La Suisse peut-elle être un centre de R&D pour l'IA ?

 

Il y a là une grande opportunité. Mais le train de l'IA avance vite et il est facile de le manquer, malgré nos succès passés. Nous devons commencer à courir dès maintenant pour l'attraper. La réponse ne consiste pas seulement à nommer de nouveaux professeurs d'IA dans une école polytechnique. C'est bien plus que cela. Le système national doit s'adapter au changement dans son ensemble. Vous vous demanderez peut-être pourquoi je parle de l'IA et pas d'un autre domaine d'innovation. La réponse est que l'IA, contrairement à d'autres secteurs d'innovation, va envahir tous les autres domaines. Le chiffre d'affaires mondial de l'IA pour la décennie en cours est estimé à environ 13 000 milliards de dollars. Il s'agit de notre richesse et de notre bien-être futurs.
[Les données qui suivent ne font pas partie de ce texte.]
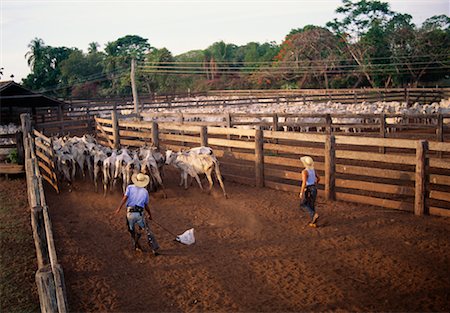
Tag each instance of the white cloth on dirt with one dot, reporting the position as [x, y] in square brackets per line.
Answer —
[187, 237]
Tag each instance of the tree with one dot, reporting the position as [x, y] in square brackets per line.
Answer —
[362, 30]
[308, 56]
[118, 58]
[156, 73]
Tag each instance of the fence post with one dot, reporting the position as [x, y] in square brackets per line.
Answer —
[155, 134]
[328, 122]
[204, 136]
[46, 289]
[115, 126]
[259, 157]
[440, 131]
[61, 120]
[40, 241]
[330, 167]
[229, 125]
[421, 178]
[382, 131]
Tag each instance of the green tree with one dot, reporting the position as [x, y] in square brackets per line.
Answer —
[362, 28]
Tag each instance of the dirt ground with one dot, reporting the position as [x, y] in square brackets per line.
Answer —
[18, 291]
[253, 253]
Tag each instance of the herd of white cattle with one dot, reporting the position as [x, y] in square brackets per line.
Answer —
[215, 114]
[83, 156]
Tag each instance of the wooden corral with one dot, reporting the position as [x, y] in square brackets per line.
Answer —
[77, 116]
[49, 276]
[402, 174]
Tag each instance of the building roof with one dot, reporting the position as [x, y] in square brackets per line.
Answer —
[13, 94]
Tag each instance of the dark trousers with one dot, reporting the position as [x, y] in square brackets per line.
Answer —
[309, 201]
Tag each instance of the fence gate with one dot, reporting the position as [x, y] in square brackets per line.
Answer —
[46, 159]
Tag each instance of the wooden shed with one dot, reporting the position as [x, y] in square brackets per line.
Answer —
[15, 99]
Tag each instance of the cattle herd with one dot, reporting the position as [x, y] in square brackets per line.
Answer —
[83, 156]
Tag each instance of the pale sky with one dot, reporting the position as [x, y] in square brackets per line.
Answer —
[178, 25]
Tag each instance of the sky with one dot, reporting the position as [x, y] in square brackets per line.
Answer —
[178, 25]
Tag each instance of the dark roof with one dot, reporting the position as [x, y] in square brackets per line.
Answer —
[13, 94]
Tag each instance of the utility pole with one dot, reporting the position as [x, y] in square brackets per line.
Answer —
[134, 89]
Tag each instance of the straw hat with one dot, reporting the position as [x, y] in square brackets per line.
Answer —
[140, 180]
[307, 162]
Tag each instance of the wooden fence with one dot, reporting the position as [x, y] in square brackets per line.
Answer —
[402, 174]
[46, 158]
[9, 142]
[49, 276]
[77, 115]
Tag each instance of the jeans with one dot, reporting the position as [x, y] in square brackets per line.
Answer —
[310, 200]
[138, 218]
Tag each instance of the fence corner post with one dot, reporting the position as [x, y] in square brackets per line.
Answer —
[204, 136]
[155, 134]
[115, 125]
[330, 167]
[420, 207]
[259, 157]
[382, 131]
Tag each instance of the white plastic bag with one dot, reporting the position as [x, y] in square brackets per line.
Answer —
[187, 237]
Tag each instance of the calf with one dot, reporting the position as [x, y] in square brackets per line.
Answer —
[194, 164]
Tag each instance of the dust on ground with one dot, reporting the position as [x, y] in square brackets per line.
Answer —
[253, 253]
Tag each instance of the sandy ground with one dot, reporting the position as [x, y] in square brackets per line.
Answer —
[254, 253]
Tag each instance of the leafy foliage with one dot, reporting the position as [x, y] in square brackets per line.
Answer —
[368, 44]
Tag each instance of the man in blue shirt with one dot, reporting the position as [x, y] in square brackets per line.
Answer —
[136, 197]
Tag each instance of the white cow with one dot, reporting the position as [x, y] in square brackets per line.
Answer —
[194, 164]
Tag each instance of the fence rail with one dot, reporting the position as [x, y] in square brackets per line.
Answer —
[78, 114]
[404, 174]
[49, 276]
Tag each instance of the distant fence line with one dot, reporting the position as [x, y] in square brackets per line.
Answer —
[49, 276]
[85, 109]
[405, 175]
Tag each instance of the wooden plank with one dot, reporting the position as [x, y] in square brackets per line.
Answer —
[231, 143]
[283, 174]
[44, 157]
[259, 158]
[104, 128]
[239, 179]
[183, 127]
[377, 187]
[294, 149]
[133, 143]
[421, 175]
[440, 195]
[287, 187]
[103, 121]
[128, 133]
[175, 148]
[385, 203]
[375, 172]
[439, 212]
[381, 142]
[45, 168]
[42, 136]
[145, 125]
[231, 131]
[6, 168]
[236, 155]
[290, 162]
[440, 179]
[377, 157]
[105, 136]
[294, 136]
[180, 138]
[439, 146]
[45, 148]
[50, 181]
[440, 163]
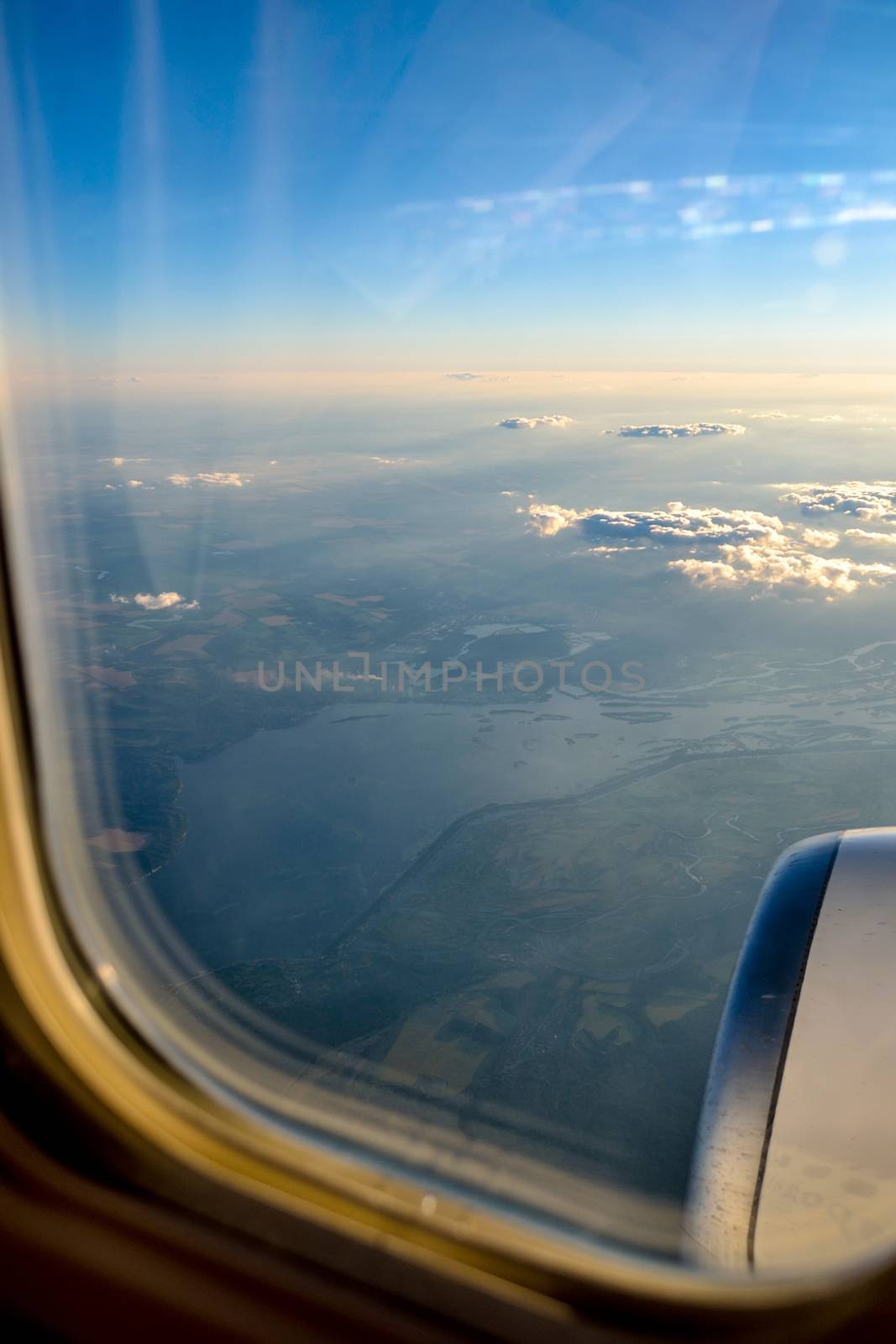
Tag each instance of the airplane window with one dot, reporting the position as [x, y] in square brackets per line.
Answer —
[448, 480]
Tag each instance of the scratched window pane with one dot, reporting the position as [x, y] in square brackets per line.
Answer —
[449, 454]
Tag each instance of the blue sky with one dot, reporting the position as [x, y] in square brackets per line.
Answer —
[437, 185]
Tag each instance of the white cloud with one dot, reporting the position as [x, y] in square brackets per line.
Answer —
[860, 499]
[857, 534]
[210, 479]
[526, 423]
[678, 524]
[821, 539]
[694, 430]
[156, 601]
[743, 566]
[222, 477]
[746, 548]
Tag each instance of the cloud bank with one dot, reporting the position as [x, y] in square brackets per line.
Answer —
[235, 479]
[735, 549]
[156, 601]
[872, 501]
[678, 524]
[526, 423]
[694, 430]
À propos de Marco Zaffalon

 

Marco Zaffalon est professeur et directeur scientifique à l'Institut Dalle Molle pour l'intelligence artificielle (IDSIA USI-SUPSI) à Lugano, en Suisse. Il dirige un groupe de recherche composé de 30 chercheurs à temps plein sur l'apprentissage automatique probabiliste. Le professeur Zaffalon a publié 150 articles de recherche et a cofondé Artificialy, une entreprise innovante de solutions d'intelligence artificielle basée à Lugano.

À propos de l'IDSIA

 

L'Institut Dalle Molle pour l'intelligence artificielle (IDSIA), basé à Lugano, dans le canton du Tessin, a été fondé en 1988. Il est internationalement reconnu pour l'invention et le développement de la mémoire à long terme (LSTM) dans les années 1990, un algorithme aujourd'hui utilisé par Google, Facebook et Apple pour la reconnaissance vocale. C'est également de l'IDSIA qu'émanent les scientifiques et les technologies clés de DeepMind, une société d'IA rachetée par Google pour 500 millions de dollars américains quatre ans seulement après sa création.